O nome dele é uma declaração de guerra sem tréguas. O novo chefe do Hamas, Yahya Sinwar, é o arquiteto da barbárie de 7 de outubro, foi ele quem planeou e ordenou às Brigadas al Qassam que entrassem de modo maciço em Israel para causar o maior mal possível: violentar, abusar, destruir, raptar e matar quem estava num festival musical. Mataram naquela madrugada 1198 pessoas e sequestraram 252.

A guerra que então foi desencadeada e que agora entra no 11º mês de devastação em represália sobre Gaza, tem Sinwar como principal alvo de Israel. Mas ele não só continua a escapar às operações militares e dos serviços secretos de Israel, julga-se que por entre o que resta de uns 500 quilómetros de túneis em Gaza.

Sinwar, agora com 62 anos, representa a ala mais dura e violenta dentro do Hamas. Ao contrário de Ismail Haniyeh, o anterior líder, assassinado na semana passada, que defendia o diálogo e aparecia a dar a cara por soluções políticas (estava nas negociações em Doha, onde residia, com o Qatar a acolher esta sede política do Hamas no exterior), Sinwar tem percurso sanguinário com muito da vida dedicada à organização de operações terroristas que lhe valeram a condenação em Israel a quatro penas de prisão perpétua.

Sinwar passou 22 anos numa prisão israelita. Mas o Hamas soube forçar a libertação dele numa muito delicada troca de prisioneiros. Israel cedeu para recuperar quem muito queria de volta, mas deve estar desde então em arrependimento por libertar quem passou a ser o fugidio inimigo número um. Sinwar está entre os que no Hamas têm como ambição a extinção do estado de Israel.

É uma surpresa esta escolha de Sinwar para chefe máximo do Hamas. Contraria o que se conhece dos regulamentos internos do movimento, onde está previsto que o chefe máximo esteja baseado fora de Gaza.

O nome que aparecia como sucessor mais natural de Ismail Haniyeh é o de Khaled Meshaal, ex-governante em Gaza, um homem com perfil negociador e que já desde 2017 defende uma estratégia diplomática que leve à criação do estado da Palestina ao lado do de Israel. Sinwar procurou sempre minar essa via de Meshaal e, para isso, tratou de afastar das linhas de poder no Hamas todos os apoiantes da opção negociada.

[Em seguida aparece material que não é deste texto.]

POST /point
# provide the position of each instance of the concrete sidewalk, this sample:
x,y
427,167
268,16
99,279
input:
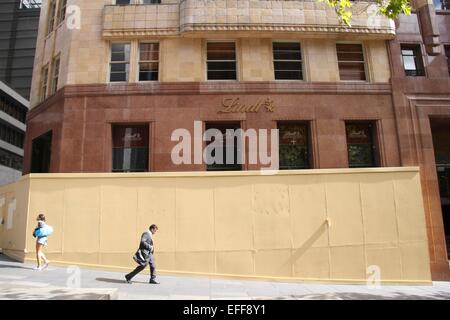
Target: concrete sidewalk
x,y
20,281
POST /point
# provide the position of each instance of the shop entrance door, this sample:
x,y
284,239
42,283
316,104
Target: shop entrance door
x,y
440,129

É assim que Sinwar conseguiu agora ser eleito pela Shura, uma espécie de assembleia de dirigentes do Hamas.

A renuncia à via diplomática

Esta escolha significa que o comando do Hamas renuncia à via diplomática explorada, com muitos ziguezagues, nos últimos meses pela liderança Haniyeh. O novo poder prefere existir como movimento clandestino de guerrilha com o líder escondido nos túneis de Gaza.

O Qatar, em justificação da presença no seu território da liderança política do Hamas, já tinha feito saber que acolhia Haniyeh com o objetivo de facilitar a negociação do cessar-fogo como primeiro passo para acordo geral de paz.

O choque no topo do Hamas entre Sinwar e Meshaal também significa o choque entre duas linhas políticas dominantes na região: Meshaal tinha o apoio discreto e financiamento da Turquia e das monarquias do Golfo; Sinwar é o preferido pela liderança religiosa do Irão, também pelo presidente Assad da Síria.

Podemos imaginar a eleição de Sinwar para o topo do Hamas como a primeira das represálias do eixo Irão-Hamas-Hezbollah-Houthis pelos recentes assassinatos em Teerão (Haniyeh, líder do Hamas) e em Beirute (Fouad Chokr, comandante do Hezbollah).

Mas também há que ter em conta uma coincidência entre Sinwar e Netanyahu: ambos querem a continuação da guerra até à (impossível) eliminação da outra parte.

Assim sendo, fica muito mais remota a possibilidade de os negociadores internacionais conseguirem a trégua e a libertação dos reféns.

É facto que há ocasiões em que o pior cenário (o atual) é o que força a alguma forma de intervenção externa capaz para impor o compromisso.